Africa boss Idris Akki would need to amend his naiveté when dealing with CAF mandarins, considering how badly he botched it the first time around, by being sucked into the fold of the “Muslim brotherhood” of CAF, he genuinely felt (quite erroneously) that he was “one of them” and thus secure from their well-known vicissitudes.

Nothing brings this misconception home more vividly than the picture showing Akki with Ahmad, accompanied by the recently escaped CAF GS Mouad Hajji and former Egypt FA President Hany Abo Rida in Saudi Arabia for the Umrah in 2019.

Idriss Akki: They lied to him that he was one them!

More importantly, LSE had by this time also lost the commercial deal with the Asian Football Confederation (AFC) that ends in 2020, to be replaced by DDMC Sports International division of Chinese sports and entertainment company Wuhan DDMC Culture Co, and the Fortis Sports Agency.

Quite appetizingly, the 8-year AFC deal (2021-2028) is for a reported $4 Billion and to compound just how lucrative it is for the Asian confederation, Media rights in the Middle East and North Africa (MENA) region were separated out and will be sold separately.

Strangely, in one of the very first acts of his Presidency, CAF boss Ahmad Ahmad wrote a letter to Sheikh Salman, the President of the Asian Football Confederation (AFC) to strongly recommend LSE for the renewal of their contract, which had been in effect since 1993.

Shocker: CAF recommends LSE to AFC, rejected!

Ahmad was writing this recommendation to Prince Salman a year after the African FAs had snookered him in the vote for FIFA Presidency, in a putsch organized by Ahmad, in favour of Infantino.

What is worse is that the African FA Presidents shamelessly “ate” his money and refused to give him their votes, an issue that Prince Salman takes extremely personally.

To date, the AFC President looks upon the African confederation and its leadership and members as the scum of the earth.

Why then would Ahmad lobby so strongly for the AFC to renew their contract with LSE, just 2-days after his election, then proceed to complain ad infintum about his own confederations contract with LSE?

Ahmad and the Dodo: Very strange character.

The back-to-back losses of both the AFC and CAF contracts by LSE immediately impacted its prospective sale and price, at the time, with real interest from Wasserman, the sports marketing company and talent agency, and Mediapro, the Spain-based production and media rights group.

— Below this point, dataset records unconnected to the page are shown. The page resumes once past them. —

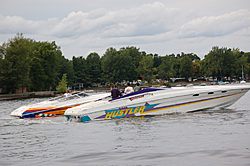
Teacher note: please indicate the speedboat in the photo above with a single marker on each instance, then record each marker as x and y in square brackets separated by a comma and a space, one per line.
[56, 105]
[159, 101]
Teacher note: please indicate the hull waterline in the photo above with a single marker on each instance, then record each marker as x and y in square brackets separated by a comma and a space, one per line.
[54, 107]
[156, 101]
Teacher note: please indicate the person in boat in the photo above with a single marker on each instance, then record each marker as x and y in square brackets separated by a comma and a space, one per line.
[136, 88]
[65, 94]
[129, 89]
[115, 92]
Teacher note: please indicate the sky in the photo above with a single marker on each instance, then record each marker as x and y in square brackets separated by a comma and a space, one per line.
[161, 27]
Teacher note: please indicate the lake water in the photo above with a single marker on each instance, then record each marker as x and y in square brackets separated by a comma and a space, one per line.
[213, 137]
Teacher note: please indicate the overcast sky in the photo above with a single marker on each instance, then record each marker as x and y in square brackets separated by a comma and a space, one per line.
[80, 27]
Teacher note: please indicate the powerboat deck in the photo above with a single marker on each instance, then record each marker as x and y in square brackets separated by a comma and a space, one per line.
[55, 106]
[159, 101]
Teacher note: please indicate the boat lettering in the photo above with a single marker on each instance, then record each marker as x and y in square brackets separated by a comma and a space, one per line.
[136, 97]
[117, 113]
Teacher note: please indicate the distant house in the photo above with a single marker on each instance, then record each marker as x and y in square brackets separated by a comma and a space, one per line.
[1, 88]
[22, 89]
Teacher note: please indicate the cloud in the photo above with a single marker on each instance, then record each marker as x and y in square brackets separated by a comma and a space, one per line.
[212, 26]
[157, 26]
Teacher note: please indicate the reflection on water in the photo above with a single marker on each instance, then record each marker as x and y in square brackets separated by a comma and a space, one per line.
[213, 137]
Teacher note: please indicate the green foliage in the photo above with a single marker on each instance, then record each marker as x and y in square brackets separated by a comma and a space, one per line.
[145, 68]
[37, 75]
[94, 67]
[41, 65]
[117, 66]
[165, 69]
[187, 69]
[16, 61]
[62, 85]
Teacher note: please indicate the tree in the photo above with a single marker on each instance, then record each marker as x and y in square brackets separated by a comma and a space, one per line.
[197, 68]
[94, 67]
[145, 67]
[63, 84]
[37, 75]
[187, 69]
[117, 66]
[63, 66]
[15, 69]
[80, 70]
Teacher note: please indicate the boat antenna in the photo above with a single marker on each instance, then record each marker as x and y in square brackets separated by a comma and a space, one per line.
[242, 73]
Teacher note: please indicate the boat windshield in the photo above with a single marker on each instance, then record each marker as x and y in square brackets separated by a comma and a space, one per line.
[73, 96]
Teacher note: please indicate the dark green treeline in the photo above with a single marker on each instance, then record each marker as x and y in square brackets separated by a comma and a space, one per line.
[41, 65]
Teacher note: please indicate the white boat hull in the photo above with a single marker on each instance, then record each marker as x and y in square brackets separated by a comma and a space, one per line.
[160, 101]
[53, 107]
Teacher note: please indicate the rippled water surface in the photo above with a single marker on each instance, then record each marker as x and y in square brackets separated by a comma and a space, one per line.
[213, 137]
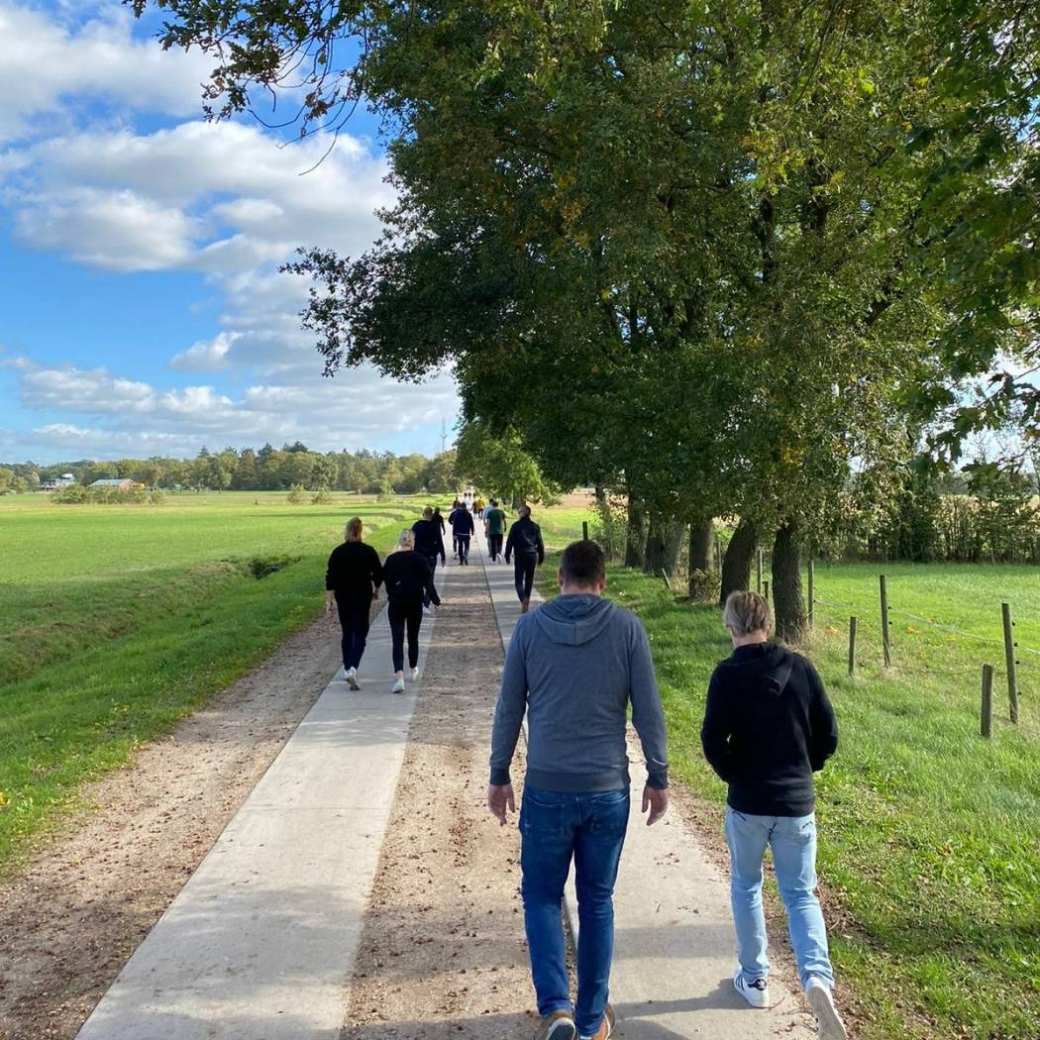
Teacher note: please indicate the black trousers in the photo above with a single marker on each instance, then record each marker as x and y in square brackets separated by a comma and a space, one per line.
[354, 621]
[523, 574]
[401, 617]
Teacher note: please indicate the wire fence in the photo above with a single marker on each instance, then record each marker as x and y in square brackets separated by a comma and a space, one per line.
[1009, 659]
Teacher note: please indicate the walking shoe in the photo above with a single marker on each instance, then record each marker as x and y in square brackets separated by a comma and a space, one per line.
[756, 993]
[829, 1024]
[605, 1027]
[559, 1025]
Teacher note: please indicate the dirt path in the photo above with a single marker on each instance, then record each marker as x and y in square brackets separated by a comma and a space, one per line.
[442, 954]
[70, 920]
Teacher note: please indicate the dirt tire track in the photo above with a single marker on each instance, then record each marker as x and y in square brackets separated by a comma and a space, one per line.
[442, 953]
[71, 918]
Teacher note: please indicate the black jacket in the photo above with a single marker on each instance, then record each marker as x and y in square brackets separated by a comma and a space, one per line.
[427, 539]
[768, 727]
[354, 571]
[408, 575]
[462, 521]
[525, 540]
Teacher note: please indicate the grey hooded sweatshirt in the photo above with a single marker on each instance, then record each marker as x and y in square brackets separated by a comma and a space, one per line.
[574, 665]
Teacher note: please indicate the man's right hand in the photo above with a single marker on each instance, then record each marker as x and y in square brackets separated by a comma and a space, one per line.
[654, 799]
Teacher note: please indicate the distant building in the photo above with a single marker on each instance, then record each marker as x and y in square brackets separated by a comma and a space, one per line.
[124, 484]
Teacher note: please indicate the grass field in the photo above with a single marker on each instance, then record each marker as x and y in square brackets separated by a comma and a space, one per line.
[930, 836]
[117, 621]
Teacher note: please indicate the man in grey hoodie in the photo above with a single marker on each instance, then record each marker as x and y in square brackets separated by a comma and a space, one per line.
[574, 666]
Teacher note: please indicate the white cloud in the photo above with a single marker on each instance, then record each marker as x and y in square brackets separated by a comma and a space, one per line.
[206, 356]
[127, 416]
[227, 200]
[119, 229]
[46, 67]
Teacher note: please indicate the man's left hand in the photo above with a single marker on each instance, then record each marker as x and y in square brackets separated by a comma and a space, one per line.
[499, 800]
[654, 799]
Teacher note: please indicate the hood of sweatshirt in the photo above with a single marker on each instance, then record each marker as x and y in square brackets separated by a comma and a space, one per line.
[769, 663]
[573, 620]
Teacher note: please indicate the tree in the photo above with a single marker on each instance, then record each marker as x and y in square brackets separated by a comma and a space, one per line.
[499, 466]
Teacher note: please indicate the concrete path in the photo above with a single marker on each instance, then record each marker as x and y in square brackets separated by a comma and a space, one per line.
[261, 941]
[674, 955]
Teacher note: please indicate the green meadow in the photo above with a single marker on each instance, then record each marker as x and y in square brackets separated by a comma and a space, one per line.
[115, 621]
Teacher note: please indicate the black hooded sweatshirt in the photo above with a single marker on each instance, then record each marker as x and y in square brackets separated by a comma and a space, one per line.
[768, 727]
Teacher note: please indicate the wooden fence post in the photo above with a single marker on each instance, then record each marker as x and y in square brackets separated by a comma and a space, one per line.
[1009, 656]
[885, 642]
[987, 700]
[812, 590]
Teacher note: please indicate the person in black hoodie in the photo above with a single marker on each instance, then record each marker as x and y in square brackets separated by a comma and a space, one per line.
[463, 525]
[410, 583]
[525, 545]
[353, 578]
[768, 727]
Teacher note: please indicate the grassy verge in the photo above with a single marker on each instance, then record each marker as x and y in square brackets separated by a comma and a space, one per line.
[930, 836]
[73, 718]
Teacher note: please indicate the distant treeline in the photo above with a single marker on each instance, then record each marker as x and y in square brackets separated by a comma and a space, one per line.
[265, 469]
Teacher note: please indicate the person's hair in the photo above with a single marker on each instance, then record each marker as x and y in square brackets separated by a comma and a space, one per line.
[746, 613]
[582, 564]
[354, 529]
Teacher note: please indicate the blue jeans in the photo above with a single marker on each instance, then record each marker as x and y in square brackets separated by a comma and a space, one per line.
[554, 827]
[794, 842]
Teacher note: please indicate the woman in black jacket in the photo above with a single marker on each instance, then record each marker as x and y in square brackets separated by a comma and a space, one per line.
[409, 581]
[353, 578]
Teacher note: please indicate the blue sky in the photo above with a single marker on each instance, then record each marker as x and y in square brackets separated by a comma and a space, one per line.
[140, 307]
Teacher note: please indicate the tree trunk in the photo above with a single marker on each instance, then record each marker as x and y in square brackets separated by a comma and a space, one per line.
[635, 542]
[701, 543]
[664, 545]
[787, 598]
[736, 563]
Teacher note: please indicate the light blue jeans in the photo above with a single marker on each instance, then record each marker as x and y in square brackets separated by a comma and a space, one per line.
[794, 842]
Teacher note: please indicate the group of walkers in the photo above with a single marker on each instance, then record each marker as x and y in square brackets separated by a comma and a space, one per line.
[355, 574]
[574, 667]
[353, 579]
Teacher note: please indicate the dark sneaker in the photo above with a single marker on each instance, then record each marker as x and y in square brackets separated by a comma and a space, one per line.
[829, 1024]
[755, 992]
[559, 1025]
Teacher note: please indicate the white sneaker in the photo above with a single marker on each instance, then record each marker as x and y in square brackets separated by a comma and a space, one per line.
[829, 1022]
[756, 993]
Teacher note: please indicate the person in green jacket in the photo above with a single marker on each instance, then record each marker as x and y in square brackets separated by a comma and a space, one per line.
[494, 528]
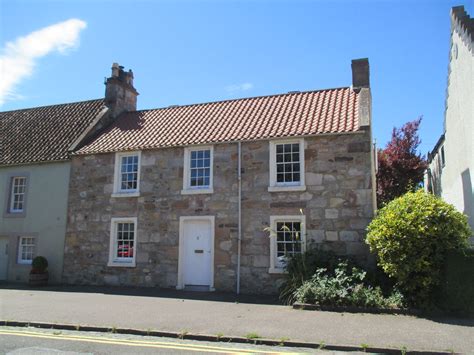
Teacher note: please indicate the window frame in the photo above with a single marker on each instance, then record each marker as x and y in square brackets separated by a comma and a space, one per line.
[443, 156]
[118, 191]
[19, 258]
[122, 262]
[275, 186]
[274, 268]
[8, 211]
[187, 188]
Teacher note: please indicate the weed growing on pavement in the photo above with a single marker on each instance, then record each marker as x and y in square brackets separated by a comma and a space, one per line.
[252, 336]
[113, 329]
[183, 334]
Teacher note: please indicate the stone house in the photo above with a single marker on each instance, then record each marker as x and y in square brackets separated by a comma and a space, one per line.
[451, 163]
[34, 183]
[216, 195]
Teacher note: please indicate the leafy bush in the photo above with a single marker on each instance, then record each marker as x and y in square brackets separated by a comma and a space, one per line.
[411, 236]
[39, 265]
[343, 287]
[456, 291]
[301, 267]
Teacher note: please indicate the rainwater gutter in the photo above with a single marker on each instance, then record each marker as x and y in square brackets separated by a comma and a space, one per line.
[239, 242]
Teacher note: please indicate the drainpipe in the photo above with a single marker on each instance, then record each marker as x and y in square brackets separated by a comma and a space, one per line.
[239, 177]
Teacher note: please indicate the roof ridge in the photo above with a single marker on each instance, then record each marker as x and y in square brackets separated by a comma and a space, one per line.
[54, 105]
[241, 98]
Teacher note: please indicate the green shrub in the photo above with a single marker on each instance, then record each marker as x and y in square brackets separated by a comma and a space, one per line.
[301, 267]
[39, 265]
[411, 236]
[344, 287]
[456, 291]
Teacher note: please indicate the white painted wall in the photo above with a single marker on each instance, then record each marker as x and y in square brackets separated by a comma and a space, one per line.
[45, 216]
[458, 174]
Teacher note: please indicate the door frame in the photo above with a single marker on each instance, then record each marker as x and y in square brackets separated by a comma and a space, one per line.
[182, 220]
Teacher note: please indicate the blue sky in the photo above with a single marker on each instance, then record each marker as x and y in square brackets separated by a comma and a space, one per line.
[185, 52]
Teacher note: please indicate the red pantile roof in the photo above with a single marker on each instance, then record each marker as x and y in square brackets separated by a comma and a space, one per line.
[43, 134]
[292, 114]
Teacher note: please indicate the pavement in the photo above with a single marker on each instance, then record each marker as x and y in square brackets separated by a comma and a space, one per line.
[228, 315]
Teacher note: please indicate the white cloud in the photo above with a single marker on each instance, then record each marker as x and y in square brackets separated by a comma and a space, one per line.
[18, 58]
[239, 87]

However, Mediapro’s interest was said to have cooled and the loss of the CAF rights could make any intensification of its interest very unlikely.

It is therefore impossible to combine piccaninny interests of CAF mandarins (like looting CAF) with serious commercial business of the likes of LSE and its owner Arnaud Lagardère.

The only thing CAF officials are interested in!

So, will we witness the return of LSE to CAF and will such a return reset things to default position? Currently African football fans suffer for lack of broadcast of their competitions since the likes of Pan African sports broadcaster Supersport chose to “exit stage left” from the CAF deals.

In this COVID-19 induced lull in global activities, we can only wait to see who else would be interested in the chaos at CAF and African football in general.